Along the way, the shy singer-songwriter collected rave reviews - including one from NME.
That's a big deal for someone who spends most of her time on her own in her bedroom, perfecting her music in the most intimate way.
"I just have one mic, a sound card and a laptop, and that's pretty much how I do (everything). I play everything myself ... I'm not very good in the mornings, but I'm really good in the afternoons and at nights."
That's how her debut Fazerdaze EP came together, and it's how she completed work on the full-length follow-up Morningside, to be released tomorrow.
Full of shoegazey grunge-pop, songs such as recent singles Lucky Girl and Little Uneasy sound like Bic Runga fronting The Pixies.
There's also plenty of meaning behind that album title, which doubles as the suburb Murray calls home.
"The album was recorded over so many different places, so many different flats," she says.
"It felt really right to call it Morningside because before that I was struggling to feel at home anywhere ... When I moved to Morningside, I finally had this grounding."
Morningside's songs have a bedroom feel. Lucky Girl comes with a ghostly fuzz, like it was recorded during a 2am frenzy, while Bedroom Talks includes an overlapping rush of lyrics, like they're bouncing off all four walls.
Murray says her music reaches "other people hanging out in their bedrooms".
"It's just me and the microphone and there's nothing between that. I like that I don't have to seek anyone's approval before I can create an entire song," she says about her recording methods.
"Being at home, I can trust myself. It works really well for me ... It's the only way I know how to do it."
She's tried making music the normal way - in a proper studio with a sound engineer and producer guiding her. It didn't work out.
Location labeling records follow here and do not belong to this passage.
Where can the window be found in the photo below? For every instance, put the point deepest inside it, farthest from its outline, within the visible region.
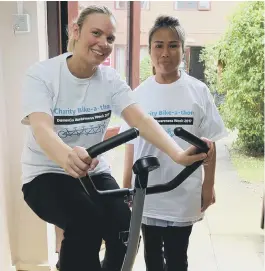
(192, 5)
(143, 52)
(186, 5)
(204, 5)
(120, 60)
(121, 4)
(145, 4)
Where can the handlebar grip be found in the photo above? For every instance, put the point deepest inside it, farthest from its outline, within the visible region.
(192, 139)
(112, 142)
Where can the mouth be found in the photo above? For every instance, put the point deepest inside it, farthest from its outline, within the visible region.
(97, 52)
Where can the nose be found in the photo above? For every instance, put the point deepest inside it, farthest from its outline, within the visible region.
(165, 53)
(103, 43)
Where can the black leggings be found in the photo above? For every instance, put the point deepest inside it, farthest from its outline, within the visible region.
(174, 240)
(60, 200)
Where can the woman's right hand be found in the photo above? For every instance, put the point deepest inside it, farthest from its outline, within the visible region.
(190, 156)
(78, 162)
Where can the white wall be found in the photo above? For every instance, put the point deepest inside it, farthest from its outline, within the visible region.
(23, 236)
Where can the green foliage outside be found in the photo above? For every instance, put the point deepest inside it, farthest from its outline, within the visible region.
(241, 50)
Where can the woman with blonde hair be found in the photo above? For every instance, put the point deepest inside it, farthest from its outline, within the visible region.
(67, 104)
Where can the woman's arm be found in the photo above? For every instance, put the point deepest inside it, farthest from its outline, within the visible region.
(74, 161)
(128, 164)
(150, 130)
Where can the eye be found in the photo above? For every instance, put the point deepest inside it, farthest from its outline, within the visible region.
(96, 33)
(111, 39)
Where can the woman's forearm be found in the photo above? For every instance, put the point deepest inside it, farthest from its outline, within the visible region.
(209, 170)
(48, 140)
(151, 130)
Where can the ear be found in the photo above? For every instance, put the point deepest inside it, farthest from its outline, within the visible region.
(75, 31)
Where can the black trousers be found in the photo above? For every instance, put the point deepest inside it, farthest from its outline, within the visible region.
(61, 200)
(165, 248)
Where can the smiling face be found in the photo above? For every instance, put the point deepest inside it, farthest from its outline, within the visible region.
(95, 38)
(166, 51)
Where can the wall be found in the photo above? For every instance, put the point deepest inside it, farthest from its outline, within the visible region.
(25, 235)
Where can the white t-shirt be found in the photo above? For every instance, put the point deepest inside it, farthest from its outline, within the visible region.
(81, 109)
(185, 103)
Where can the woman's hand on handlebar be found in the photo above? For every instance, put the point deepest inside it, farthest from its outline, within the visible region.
(79, 162)
(190, 156)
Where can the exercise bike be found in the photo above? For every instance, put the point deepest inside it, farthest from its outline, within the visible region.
(141, 169)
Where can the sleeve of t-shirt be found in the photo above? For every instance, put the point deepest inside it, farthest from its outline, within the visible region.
(121, 95)
(212, 125)
(36, 96)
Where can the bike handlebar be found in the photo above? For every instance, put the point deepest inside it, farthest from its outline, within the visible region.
(112, 142)
(131, 134)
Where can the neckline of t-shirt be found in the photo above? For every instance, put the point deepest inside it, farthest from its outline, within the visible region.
(178, 81)
(74, 78)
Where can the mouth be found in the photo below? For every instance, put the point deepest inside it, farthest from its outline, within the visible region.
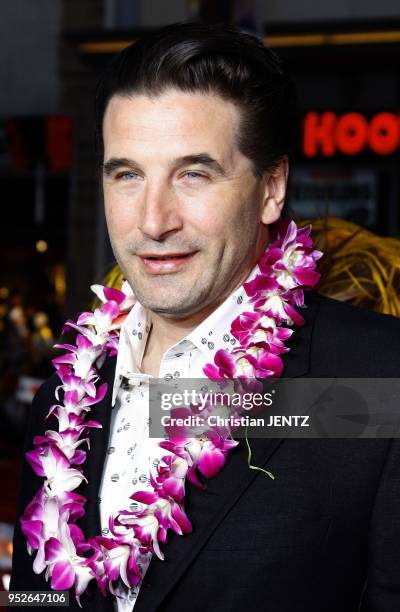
(166, 263)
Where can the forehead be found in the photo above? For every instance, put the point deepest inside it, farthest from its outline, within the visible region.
(173, 122)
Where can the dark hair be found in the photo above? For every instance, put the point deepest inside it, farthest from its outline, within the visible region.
(211, 59)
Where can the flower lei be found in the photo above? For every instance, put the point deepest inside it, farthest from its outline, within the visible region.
(49, 522)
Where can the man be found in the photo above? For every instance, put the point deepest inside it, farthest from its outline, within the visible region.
(195, 125)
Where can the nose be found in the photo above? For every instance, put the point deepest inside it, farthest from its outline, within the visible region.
(160, 214)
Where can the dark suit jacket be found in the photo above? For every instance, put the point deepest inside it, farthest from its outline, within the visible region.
(324, 536)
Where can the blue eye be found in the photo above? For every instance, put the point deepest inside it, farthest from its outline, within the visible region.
(192, 174)
(127, 175)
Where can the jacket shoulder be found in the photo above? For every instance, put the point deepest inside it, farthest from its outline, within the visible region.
(354, 342)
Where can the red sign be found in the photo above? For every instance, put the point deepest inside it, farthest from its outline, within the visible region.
(325, 134)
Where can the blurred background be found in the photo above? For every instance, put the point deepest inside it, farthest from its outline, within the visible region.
(345, 58)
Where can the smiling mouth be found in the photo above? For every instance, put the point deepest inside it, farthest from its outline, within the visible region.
(165, 264)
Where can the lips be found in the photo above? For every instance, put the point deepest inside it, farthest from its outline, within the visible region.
(165, 264)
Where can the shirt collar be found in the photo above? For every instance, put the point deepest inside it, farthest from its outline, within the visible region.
(208, 337)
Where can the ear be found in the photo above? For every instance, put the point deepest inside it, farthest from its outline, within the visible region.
(275, 183)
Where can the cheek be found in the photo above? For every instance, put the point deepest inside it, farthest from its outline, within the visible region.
(119, 214)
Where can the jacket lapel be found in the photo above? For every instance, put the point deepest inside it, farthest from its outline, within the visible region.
(207, 509)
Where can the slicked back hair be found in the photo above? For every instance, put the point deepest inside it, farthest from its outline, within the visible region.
(211, 59)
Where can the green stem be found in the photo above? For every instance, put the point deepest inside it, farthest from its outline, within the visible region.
(255, 467)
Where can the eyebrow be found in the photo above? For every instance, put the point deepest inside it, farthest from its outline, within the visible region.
(199, 158)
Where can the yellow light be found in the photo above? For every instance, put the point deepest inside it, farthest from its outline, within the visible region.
(275, 40)
(41, 246)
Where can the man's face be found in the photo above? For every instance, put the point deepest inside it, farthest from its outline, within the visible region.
(183, 207)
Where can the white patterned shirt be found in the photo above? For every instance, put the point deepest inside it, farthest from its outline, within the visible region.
(131, 454)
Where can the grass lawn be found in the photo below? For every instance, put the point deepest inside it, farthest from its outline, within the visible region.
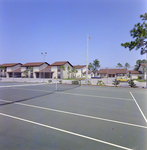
(74, 79)
(140, 80)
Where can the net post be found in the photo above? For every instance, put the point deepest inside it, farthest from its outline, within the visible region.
(56, 86)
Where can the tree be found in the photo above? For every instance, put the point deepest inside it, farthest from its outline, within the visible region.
(68, 71)
(139, 33)
(30, 70)
(94, 66)
(127, 66)
(62, 69)
(25, 72)
(74, 71)
(119, 65)
(138, 63)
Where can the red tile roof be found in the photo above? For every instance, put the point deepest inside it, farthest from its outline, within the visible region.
(143, 64)
(89, 72)
(47, 69)
(10, 64)
(34, 64)
(79, 66)
(134, 72)
(60, 63)
(112, 71)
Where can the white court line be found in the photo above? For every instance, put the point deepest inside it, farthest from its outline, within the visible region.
(95, 96)
(21, 85)
(80, 115)
(139, 107)
(65, 131)
(78, 94)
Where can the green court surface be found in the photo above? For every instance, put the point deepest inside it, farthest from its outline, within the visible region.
(71, 117)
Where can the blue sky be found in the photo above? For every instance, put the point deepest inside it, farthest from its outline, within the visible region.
(60, 28)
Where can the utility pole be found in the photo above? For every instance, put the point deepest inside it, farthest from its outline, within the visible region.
(44, 65)
(88, 37)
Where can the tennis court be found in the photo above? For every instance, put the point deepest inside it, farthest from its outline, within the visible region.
(70, 117)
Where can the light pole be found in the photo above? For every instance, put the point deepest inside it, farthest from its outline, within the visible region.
(88, 37)
(143, 52)
(44, 64)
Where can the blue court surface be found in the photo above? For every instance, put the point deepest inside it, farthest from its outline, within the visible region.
(65, 117)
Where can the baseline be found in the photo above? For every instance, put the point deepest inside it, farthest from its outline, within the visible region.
(139, 108)
(80, 115)
(65, 131)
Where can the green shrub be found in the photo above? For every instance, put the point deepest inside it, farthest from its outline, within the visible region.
(49, 81)
(88, 83)
(115, 82)
(60, 81)
(100, 82)
(75, 82)
(131, 83)
(139, 77)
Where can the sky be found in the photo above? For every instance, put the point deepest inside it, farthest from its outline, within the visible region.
(60, 28)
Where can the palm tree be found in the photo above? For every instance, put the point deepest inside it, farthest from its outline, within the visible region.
(74, 71)
(127, 65)
(68, 69)
(1, 68)
(94, 66)
(119, 65)
(25, 72)
(30, 70)
(62, 69)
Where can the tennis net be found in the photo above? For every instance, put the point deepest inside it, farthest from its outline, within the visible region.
(13, 92)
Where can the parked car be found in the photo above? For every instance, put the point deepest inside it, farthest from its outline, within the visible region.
(96, 77)
(123, 79)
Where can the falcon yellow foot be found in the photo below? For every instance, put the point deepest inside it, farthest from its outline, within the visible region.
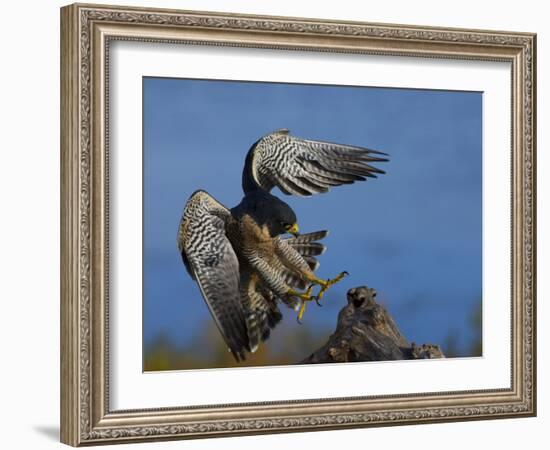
(305, 297)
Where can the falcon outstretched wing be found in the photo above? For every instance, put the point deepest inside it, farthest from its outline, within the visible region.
(305, 167)
(211, 261)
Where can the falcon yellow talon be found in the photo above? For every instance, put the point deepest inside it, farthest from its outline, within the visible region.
(328, 283)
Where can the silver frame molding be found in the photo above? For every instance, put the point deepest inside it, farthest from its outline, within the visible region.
(86, 32)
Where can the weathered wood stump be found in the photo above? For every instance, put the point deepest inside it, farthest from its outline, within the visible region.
(366, 332)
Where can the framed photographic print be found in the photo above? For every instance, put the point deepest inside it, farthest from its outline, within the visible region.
(277, 224)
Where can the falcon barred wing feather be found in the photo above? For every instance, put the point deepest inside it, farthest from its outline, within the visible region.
(212, 262)
(304, 167)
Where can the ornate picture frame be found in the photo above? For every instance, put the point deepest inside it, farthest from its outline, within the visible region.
(87, 32)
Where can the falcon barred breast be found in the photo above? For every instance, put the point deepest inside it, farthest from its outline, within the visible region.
(241, 259)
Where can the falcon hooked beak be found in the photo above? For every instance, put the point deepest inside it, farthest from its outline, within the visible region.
(293, 229)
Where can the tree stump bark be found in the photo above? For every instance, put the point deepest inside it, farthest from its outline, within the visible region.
(366, 332)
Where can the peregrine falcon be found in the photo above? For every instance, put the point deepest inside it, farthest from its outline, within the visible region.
(241, 260)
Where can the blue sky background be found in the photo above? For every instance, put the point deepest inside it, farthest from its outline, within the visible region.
(414, 234)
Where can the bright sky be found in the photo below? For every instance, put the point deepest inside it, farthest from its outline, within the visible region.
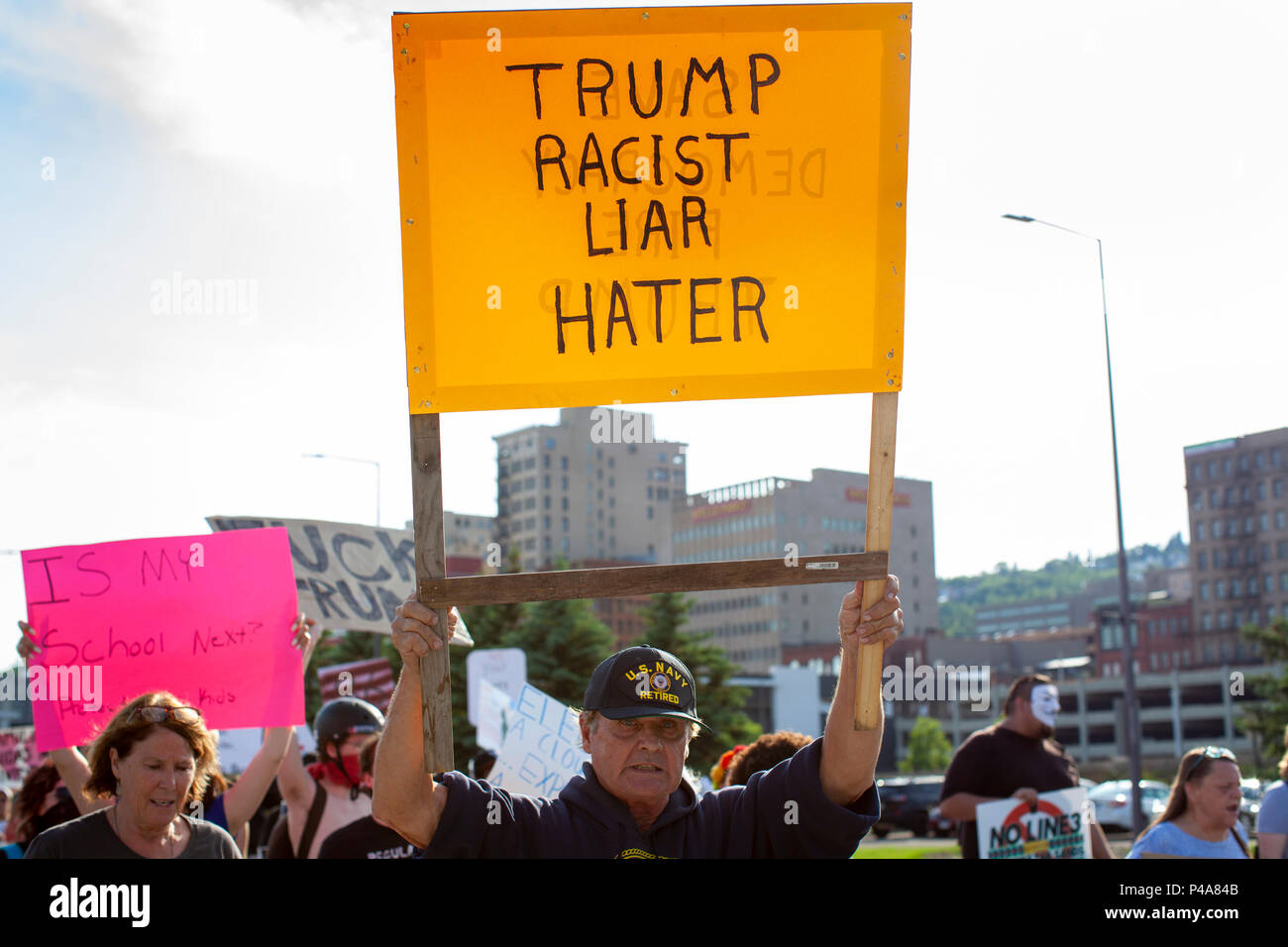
(254, 140)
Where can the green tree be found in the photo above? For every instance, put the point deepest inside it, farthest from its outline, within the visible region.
(1266, 720)
(928, 749)
(489, 626)
(719, 702)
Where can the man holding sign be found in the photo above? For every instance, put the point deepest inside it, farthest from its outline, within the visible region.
(631, 800)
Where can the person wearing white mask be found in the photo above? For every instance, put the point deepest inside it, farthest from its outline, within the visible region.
(1017, 758)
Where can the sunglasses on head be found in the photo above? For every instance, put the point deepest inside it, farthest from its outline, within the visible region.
(160, 714)
(1210, 753)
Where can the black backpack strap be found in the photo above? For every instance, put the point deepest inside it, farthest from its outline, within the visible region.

"It was just a disaster. I couldn't get the results that I wanted. I didn't know how to explain what I was hearing in my head and articulate what I wanted."
The irony that Fazerdaze is becoming so popular that she no longer gets to spend much time in her Morningside bedroom - she recently departed with her band for a European tour - isn't lost on Murray.
But she's determined to keep that intimacy intact, no matter how big Fazerdaze gets.
"You know when you love something and you you'd do anything to keep doing it? That's how I feel about music," she says. "I just enjoy it so much ... I love it."